Habitat and Distribution
The Eurasian Sparrowhawk is a widespread species throughout the temperate and subtropical parts of the Old World. It is one of the most common birds of prey in Europe, along with the Common Kestrel and Common Buzzard. This species is common in most woodland types in its range and also in more open country with scattered trees. Eurasian Sparrowhawks prefer to hunt woodland edges, but migrant birds can be seen in any habitat. The increased proportion of medium-aged stands of trees created by modern forestry techniques have benefited the species, according to a Norwegian study. Unlike its larger relative the Northern Goshawk, it can be seen in gardens and in urban areas and will even breed in city parks. Eurasian Sparrowhawks from colder regions of northern Europe and Asia migrate south for the winter, some to north Africa (some as far as equatorial east Africa) and India; members of the southern populations are resident or disperse. Juveniles begin their migration earlier than adults and juvenile females move before juvenile males.
The Eurasian Sparrowhawk is a major predator of smaller woodland birds, though only 10% of its hunting attacks are successful. It hunts by surprise attack, using hedges, tree-belts, copses, orchards and other cover near woodland areas; its choice of habitat is dictated by these requirements. It also makes use of gardens in built-up areas, taking advantage of the prey found there. It waits, hidden, for birds to come near, then breaks cover and flies out fast and low. A chase may follow, with the hawk even flipping upside-down to grab the victim from below or following it on foot through vegetation. It can `stoop` onto prey from a great height.

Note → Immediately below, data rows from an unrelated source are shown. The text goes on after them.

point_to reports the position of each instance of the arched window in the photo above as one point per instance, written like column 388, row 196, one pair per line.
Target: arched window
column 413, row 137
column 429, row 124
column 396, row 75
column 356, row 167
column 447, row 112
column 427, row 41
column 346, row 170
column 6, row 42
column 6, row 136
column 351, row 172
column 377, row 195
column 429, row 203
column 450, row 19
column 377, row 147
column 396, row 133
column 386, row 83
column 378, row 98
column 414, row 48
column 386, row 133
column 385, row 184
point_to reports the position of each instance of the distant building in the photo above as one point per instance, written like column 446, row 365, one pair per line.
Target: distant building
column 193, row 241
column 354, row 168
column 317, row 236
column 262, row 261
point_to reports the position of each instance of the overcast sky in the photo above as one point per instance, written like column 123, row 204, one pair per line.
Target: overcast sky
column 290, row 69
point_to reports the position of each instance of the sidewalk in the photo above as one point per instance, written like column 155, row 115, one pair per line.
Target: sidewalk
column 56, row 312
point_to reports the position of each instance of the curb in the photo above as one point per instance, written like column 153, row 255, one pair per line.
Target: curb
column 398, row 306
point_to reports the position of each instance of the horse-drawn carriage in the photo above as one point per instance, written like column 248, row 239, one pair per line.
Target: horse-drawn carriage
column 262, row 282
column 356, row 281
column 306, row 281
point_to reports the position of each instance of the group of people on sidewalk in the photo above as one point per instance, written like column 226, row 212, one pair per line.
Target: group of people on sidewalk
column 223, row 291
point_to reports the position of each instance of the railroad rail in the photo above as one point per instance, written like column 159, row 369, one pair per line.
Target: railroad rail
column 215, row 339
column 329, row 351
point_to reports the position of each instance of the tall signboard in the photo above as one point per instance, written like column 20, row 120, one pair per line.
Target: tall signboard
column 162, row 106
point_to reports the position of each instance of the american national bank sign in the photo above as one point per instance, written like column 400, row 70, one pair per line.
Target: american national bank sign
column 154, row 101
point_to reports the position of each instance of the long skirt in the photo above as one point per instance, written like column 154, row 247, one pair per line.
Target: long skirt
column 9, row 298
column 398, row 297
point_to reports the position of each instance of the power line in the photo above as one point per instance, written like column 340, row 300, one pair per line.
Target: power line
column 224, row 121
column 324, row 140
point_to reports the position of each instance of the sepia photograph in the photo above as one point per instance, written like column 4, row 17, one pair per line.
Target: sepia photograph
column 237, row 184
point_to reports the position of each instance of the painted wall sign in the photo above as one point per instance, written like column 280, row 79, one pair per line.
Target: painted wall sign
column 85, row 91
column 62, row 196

The Eurasian Sparrowhawk breeds in well-grown, extensive areas of woodland, often coniferous or mixed, preferring forest with a structure neither too dense nor too open, to allow a choice of flight paths. The nest can be located in the fork of a tree, often near the trunk and where two or three branches begin, on a horizontal branch in the lower canopy, or near the top of a tall shrub. If available, conifers are preferred.The structure, made of loose twigs up to 60 cm (2.0 ft) long, has an average diameter of 60 cm (24 in). When the eggs are laid, a lining of fine twigs or bark chippings is added. The eggs are pale blue with brown spots and each measure 35-46 x 28-35 mm (1.4-1.8 x 1.1-1.4 inches), and weigh about 22.5 g (0.8 oz) of which 8% is shell in a healthy egg. Usually a clutch of four or five eggs is laid. The eggs are generally laid in the morning with an interval of 2-3 days between each egg. If a clutch is lost, up to two further eggs may be laid that are smaller than the earlier eggs.